Minh Thien a vite été parrainé, et il a pu poursuivre sa scolarité. Mais rapidement sa cage thoracique enfoncée l’a empêché de respirer. Il a été opéré en urgence, grâce à un formidable élan de solidarité pour financer cette intervention. Il a souffert, tellement. Et puis il a repris les cours et même le foot.
Deux ans après il a été nécessaire de l’opérer de nouveau pour retirer les barres qui avaient été introduites dans son thorax. Là encore il y est allé, sans se plaindre, jamais.
Minh Thien est entré à l’université, il a décroché son entrée dans une bonne université. La vie semblait lui sourire. Et puis au printemps, son frère de 23 ans s’est fait faucher par une voiture, à SAIGON. Il est mort.
Minh Thien a soutenu sa famille, sa petite sœur. A la cérémonie il a chanté, dansé, pour célébrer son frère.
Cet été, nous nous nous sommes rencontrés souvent, et j’ai été de nouveau frappée par sa dignité, et sa sérénité. Son regard triste, son sourire doux… Il faut continuer à avancer.
Et puis la semaine dernière, sa sœur m’a contactée pour me dire que son frère avait été victime lui aussi d’un accident de la circulation. Il se rendait en cours et un homme ivre l’a fauché de plein fouet. Multiples fractures ouvertes. La peur de ses parents, l’angoisse de ne pas réussir à récolter la somme nécessaire afin qu’il soit opéré…et sa douleur.
Minh Thien a été opéré. Il est rentré deux jours après chez lui, en proie à des douleurs terribles. Jour et nuit, nous parlons, de tout, de rien, de son angoisse de ne pas pouvoir reprendre les cours, de sa jambe cassée et transpercée par des barres en fer.
Il me dit sa souffrance, sans plainte aucune. Il constate que chaque jour la douleur empire et me met face à mon impuissance totale. Sentiment de trahison : lui là bas, moi ici avec comme seuls antalgiques, des mots.
Je confiais à un ami, là bas, ma colère et mon chagrin face au sort qui s’acharne sur Minh Thien et voici ce qu’il m’a répondu : Số em như vậy rồi chỉ cầu mong em mau khỏe lại ( c est son numéro, on peut seulement prier pour qu’il se rétablisse)..
C’ est ce fatalisme, cette acceptation du « destin » qui se reflètent dans les yeux de Minh Thien. Aucun humain ne peut se battre contre ce qui a été décidé ; cet accident est arrivé : point.

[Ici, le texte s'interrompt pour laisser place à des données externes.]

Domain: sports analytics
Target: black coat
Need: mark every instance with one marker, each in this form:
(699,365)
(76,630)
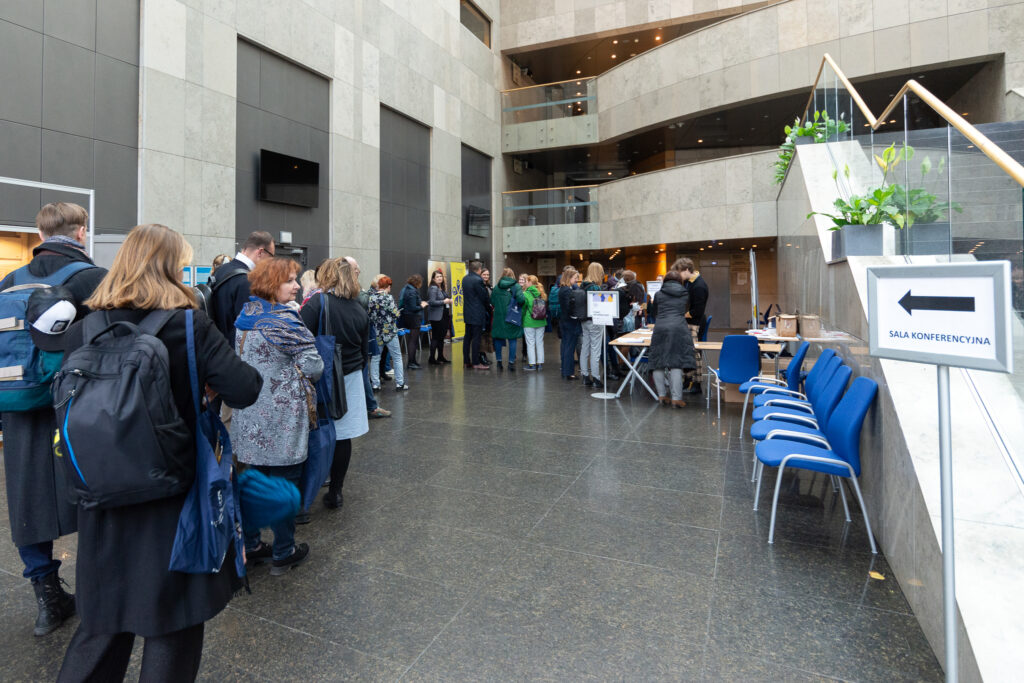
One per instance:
(122,581)
(698,299)
(38,504)
(349,325)
(228,298)
(476,301)
(672,345)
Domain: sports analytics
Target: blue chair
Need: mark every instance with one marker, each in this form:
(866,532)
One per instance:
(738,363)
(810,380)
(841,458)
(800,426)
(762,384)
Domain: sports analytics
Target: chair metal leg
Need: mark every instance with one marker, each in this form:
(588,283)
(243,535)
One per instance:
(842,495)
(758,472)
(774,505)
(863,509)
(742,417)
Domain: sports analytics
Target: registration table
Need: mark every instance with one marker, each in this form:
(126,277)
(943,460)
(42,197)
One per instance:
(641,339)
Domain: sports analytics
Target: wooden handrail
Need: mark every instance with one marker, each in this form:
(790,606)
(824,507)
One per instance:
(989,148)
(544,189)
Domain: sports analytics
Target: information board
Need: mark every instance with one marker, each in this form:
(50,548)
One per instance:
(953,314)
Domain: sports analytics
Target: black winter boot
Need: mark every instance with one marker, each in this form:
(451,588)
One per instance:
(55,605)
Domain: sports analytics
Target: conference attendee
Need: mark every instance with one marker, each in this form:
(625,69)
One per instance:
(350,325)
(228,285)
(532,328)
(695,316)
(474,312)
(486,341)
(384,326)
(501,330)
(272,433)
(439,316)
(124,586)
(568,322)
(590,349)
(37,505)
(411,305)
(672,346)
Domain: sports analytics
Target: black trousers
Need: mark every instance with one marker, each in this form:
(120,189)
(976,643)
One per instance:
(102,657)
(471,344)
(438,329)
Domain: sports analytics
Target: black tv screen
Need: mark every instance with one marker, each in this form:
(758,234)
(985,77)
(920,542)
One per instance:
(288,179)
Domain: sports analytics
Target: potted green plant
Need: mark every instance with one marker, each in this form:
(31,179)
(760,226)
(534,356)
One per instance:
(820,128)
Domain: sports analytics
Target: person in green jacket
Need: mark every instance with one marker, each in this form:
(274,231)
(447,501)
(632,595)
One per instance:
(532,328)
(507,291)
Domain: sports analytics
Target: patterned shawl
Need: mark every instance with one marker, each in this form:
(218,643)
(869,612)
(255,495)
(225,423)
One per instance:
(279,324)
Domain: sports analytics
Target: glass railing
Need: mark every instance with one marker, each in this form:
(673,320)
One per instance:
(553,206)
(551,100)
(944,188)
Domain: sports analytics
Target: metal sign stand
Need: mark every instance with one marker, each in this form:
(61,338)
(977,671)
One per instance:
(604,353)
(946,485)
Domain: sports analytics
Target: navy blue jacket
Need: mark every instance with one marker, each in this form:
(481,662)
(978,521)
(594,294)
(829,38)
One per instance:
(475,299)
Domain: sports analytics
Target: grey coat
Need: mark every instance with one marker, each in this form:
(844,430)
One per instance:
(435,301)
(672,345)
(274,430)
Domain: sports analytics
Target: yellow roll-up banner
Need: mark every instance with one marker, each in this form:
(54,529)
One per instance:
(458,321)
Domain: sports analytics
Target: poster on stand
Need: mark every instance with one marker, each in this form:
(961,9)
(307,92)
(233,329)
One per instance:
(458,270)
(602,306)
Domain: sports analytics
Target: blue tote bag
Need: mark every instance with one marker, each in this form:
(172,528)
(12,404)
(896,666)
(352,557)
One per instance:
(210,518)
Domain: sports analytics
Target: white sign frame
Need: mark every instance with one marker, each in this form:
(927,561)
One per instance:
(941,280)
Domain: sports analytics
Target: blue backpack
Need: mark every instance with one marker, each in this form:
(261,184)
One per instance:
(211,518)
(26,370)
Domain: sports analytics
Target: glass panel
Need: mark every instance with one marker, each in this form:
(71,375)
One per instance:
(556,100)
(476,22)
(990,226)
(550,207)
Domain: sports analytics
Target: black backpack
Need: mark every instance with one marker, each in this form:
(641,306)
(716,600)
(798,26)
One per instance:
(119,432)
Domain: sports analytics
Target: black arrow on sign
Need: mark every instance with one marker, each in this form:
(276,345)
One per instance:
(911,303)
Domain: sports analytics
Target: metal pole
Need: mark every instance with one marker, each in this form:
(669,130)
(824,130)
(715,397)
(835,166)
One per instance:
(946,477)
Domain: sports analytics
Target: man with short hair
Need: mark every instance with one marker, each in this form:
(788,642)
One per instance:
(38,500)
(230,286)
(475,302)
(697,289)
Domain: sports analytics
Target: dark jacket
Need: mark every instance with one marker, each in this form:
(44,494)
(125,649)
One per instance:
(507,290)
(435,297)
(349,325)
(565,321)
(122,581)
(475,299)
(672,345)
(697,290)
(409,304)
(229,297)
(37,502)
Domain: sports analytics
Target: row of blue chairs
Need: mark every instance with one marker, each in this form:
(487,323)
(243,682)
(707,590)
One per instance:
(817,429)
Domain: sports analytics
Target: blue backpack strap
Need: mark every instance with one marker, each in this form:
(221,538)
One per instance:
(193,369)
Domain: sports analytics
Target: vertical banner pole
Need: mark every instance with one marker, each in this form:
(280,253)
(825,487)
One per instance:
(948,567)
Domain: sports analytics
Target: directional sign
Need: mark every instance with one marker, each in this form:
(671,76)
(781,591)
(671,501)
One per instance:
(946,314)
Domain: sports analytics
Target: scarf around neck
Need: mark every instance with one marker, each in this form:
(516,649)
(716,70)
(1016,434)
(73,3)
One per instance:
(279,324)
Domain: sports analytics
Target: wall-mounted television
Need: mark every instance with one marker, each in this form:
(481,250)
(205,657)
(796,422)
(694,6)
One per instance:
(287,179)
(477,221)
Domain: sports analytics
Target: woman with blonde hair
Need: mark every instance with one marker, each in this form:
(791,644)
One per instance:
(590,350)
(532,328)
(123,583)
(272,433)
(349,325)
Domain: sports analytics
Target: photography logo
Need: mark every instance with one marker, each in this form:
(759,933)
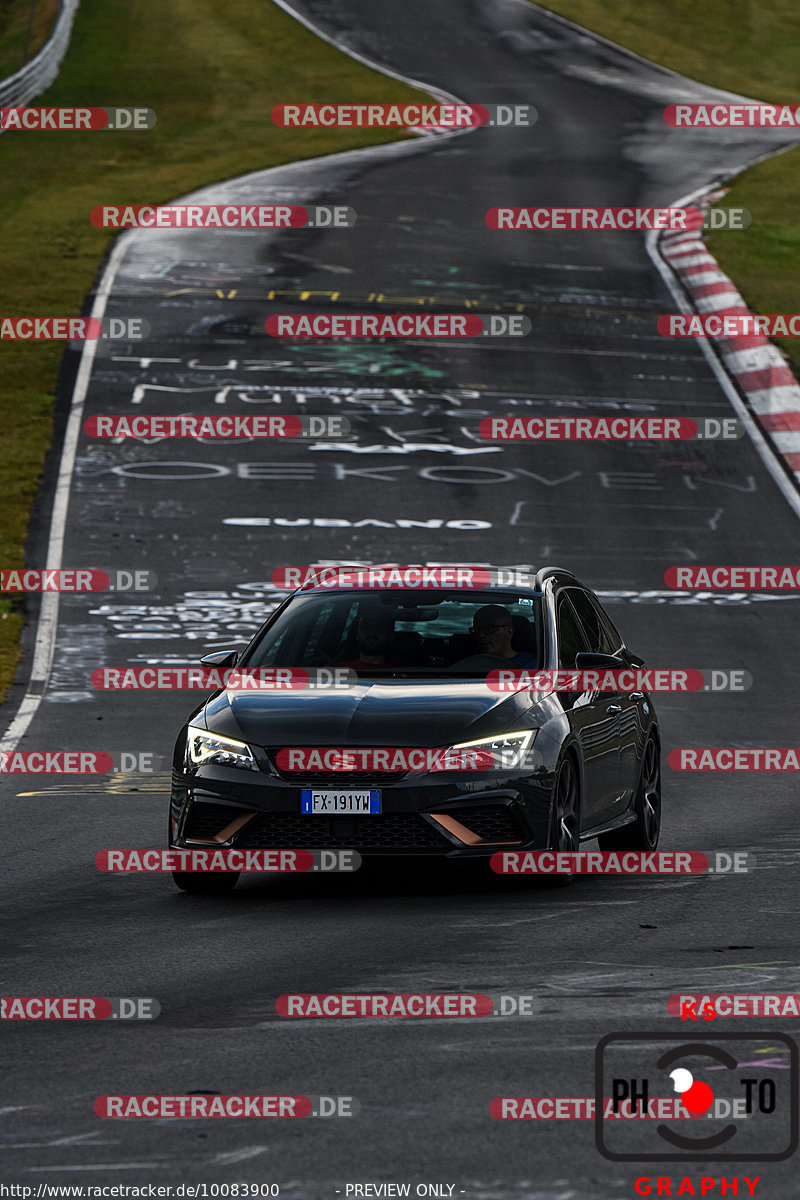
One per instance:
(740,1092)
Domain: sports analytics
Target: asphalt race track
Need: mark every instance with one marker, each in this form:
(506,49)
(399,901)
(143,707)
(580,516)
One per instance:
(214,520)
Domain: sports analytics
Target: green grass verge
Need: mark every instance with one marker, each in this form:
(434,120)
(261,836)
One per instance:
(749,47)
(24,28)
(212,73)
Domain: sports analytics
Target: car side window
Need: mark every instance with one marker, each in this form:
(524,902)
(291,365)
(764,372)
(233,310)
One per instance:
(590,618)
(612,636)
(570,636)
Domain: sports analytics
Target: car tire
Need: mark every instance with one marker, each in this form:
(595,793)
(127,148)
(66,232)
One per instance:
(205,882)
(565,834)
(643,832)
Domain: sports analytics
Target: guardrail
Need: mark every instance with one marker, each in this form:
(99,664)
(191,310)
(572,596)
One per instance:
(43,67)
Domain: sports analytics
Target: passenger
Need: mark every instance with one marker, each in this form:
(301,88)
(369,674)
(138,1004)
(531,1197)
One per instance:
(493,629)
(374,634)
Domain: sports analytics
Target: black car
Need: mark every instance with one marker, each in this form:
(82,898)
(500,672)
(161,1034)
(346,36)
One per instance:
(566,766)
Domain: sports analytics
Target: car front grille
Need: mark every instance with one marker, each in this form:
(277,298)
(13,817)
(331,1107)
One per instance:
(205,821)
(334,778)
(492,822)
(385,832)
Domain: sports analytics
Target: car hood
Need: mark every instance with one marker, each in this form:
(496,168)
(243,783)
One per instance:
(386,713)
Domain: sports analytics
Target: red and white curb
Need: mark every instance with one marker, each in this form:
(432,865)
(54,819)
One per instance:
(756,365)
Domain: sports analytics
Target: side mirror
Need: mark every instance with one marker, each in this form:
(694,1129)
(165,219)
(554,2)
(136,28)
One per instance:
(221,659)
(585,660)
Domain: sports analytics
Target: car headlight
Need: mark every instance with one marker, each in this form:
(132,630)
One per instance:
(507,750)
(203,748)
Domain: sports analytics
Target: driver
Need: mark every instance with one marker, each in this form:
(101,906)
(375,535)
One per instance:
(374,633)
(493,630)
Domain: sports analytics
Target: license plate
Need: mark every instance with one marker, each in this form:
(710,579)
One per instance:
(330,803)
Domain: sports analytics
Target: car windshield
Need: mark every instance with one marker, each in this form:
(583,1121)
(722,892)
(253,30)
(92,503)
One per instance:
(403,633)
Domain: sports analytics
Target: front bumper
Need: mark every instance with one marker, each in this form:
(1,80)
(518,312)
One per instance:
(456,817)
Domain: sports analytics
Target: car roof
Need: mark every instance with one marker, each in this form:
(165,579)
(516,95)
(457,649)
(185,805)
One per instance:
(559,575)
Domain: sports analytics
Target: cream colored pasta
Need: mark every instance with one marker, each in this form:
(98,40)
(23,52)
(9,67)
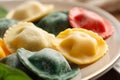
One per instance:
(30,11)
(81,46)
(27,35)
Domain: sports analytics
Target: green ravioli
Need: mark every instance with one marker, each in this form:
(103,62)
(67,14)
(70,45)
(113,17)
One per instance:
(5,24)
(7,73)
(54,22)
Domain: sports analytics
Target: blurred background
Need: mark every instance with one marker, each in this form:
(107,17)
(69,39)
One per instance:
(113,7)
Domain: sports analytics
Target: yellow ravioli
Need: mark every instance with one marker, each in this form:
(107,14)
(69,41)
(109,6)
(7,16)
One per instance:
(30,11)
(27,35)
(81,46)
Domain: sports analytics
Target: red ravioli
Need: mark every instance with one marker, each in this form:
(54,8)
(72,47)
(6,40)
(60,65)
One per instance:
(82,18)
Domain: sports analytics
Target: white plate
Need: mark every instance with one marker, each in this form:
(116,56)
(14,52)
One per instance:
(104,64)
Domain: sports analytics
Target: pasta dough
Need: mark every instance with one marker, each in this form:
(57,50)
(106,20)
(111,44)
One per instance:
(81,46)
(30,11)
(27,35)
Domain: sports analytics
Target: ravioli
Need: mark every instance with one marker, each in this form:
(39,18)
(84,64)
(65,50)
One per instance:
(30,11)
(48,64)
(5,24)
(27,35)
(81,46)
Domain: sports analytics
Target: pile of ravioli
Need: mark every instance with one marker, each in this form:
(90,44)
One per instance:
(51,44)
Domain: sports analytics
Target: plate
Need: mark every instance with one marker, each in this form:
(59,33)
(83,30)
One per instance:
(100,67)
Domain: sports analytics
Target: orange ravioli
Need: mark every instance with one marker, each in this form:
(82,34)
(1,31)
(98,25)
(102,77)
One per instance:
(81,46)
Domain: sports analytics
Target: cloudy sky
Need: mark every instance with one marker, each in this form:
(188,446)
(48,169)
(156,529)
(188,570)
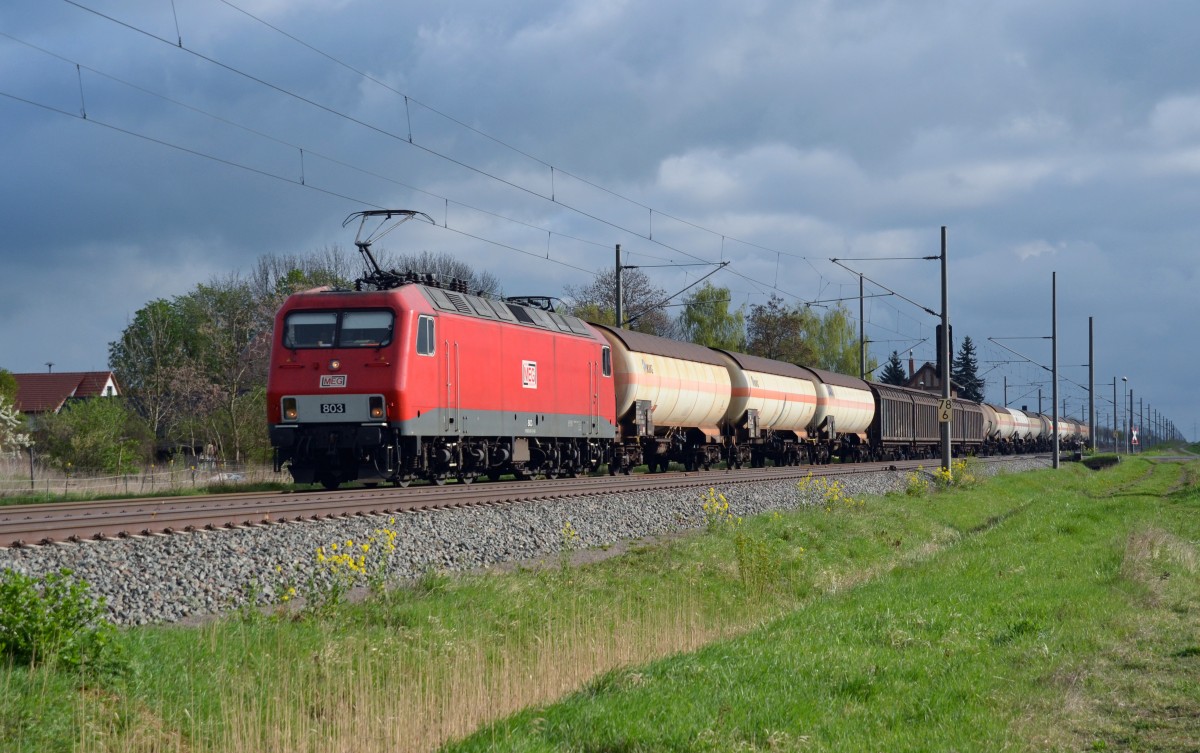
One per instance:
(1048,137)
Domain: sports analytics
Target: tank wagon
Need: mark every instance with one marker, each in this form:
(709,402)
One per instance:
(406,379)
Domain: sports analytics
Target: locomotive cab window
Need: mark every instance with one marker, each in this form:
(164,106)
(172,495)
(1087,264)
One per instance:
(366,329)
(331,329)
(310,330)
(425,336)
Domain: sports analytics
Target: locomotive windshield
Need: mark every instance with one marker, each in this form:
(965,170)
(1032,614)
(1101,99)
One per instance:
(333,329)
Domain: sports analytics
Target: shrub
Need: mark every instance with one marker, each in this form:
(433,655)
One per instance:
(54,620)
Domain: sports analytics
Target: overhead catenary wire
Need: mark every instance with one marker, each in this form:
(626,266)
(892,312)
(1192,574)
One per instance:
(757,284)
(647,236)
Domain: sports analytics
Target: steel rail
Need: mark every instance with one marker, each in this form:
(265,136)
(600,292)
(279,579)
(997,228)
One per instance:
(24,525)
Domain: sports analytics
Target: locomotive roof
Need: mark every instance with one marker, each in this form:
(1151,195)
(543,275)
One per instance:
(640,342)
(502,311)
(895,390)
(768,366)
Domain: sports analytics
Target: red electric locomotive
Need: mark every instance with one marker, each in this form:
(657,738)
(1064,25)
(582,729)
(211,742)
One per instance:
(413,380)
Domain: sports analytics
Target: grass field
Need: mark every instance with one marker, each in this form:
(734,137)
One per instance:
(1044,610)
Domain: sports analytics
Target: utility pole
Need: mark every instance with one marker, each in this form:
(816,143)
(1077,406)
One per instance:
(862,333)
(1054,361)
(1115,447)
(945,426)
(619,312)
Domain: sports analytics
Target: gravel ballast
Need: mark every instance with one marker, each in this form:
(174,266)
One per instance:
(171,578)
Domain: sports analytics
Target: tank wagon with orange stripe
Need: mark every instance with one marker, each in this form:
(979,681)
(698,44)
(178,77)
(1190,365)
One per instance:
(695,405)
(403,378)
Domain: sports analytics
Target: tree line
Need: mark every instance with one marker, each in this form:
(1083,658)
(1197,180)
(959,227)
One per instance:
(192,368)
(964,372)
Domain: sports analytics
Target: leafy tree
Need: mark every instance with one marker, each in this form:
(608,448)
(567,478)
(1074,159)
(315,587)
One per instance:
(9,385)
(643,301)
(148,360)
(12,423)
(444,265)
(893,371)
(838,344)
(277,276)
(707,320)
(964,371)
(777,331)
(798,335)
(99,434)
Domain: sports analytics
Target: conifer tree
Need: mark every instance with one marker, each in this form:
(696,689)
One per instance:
(893,371)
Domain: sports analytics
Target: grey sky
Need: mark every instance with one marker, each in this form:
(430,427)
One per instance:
(1048,137)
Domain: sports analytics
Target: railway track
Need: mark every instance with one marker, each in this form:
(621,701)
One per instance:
(29,525)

Qui dira cette douleur insupportable de celui qui ne peut rien pour soulager la douleur de l’enfant ? Ce supplice de l’écouter parler de sa souffrance, et n’avoir rien à proposer que des mots vains. C’est lui qui me console, qui essaye d’apaiser ma colère et mon impuissance.
Cô gửi cho con những lời động viên là con rất vui rồi ạ : tu me dis des mots pour m’encourager et cela me rend très heureux.
Minh Thien m’enseigne l’humilité.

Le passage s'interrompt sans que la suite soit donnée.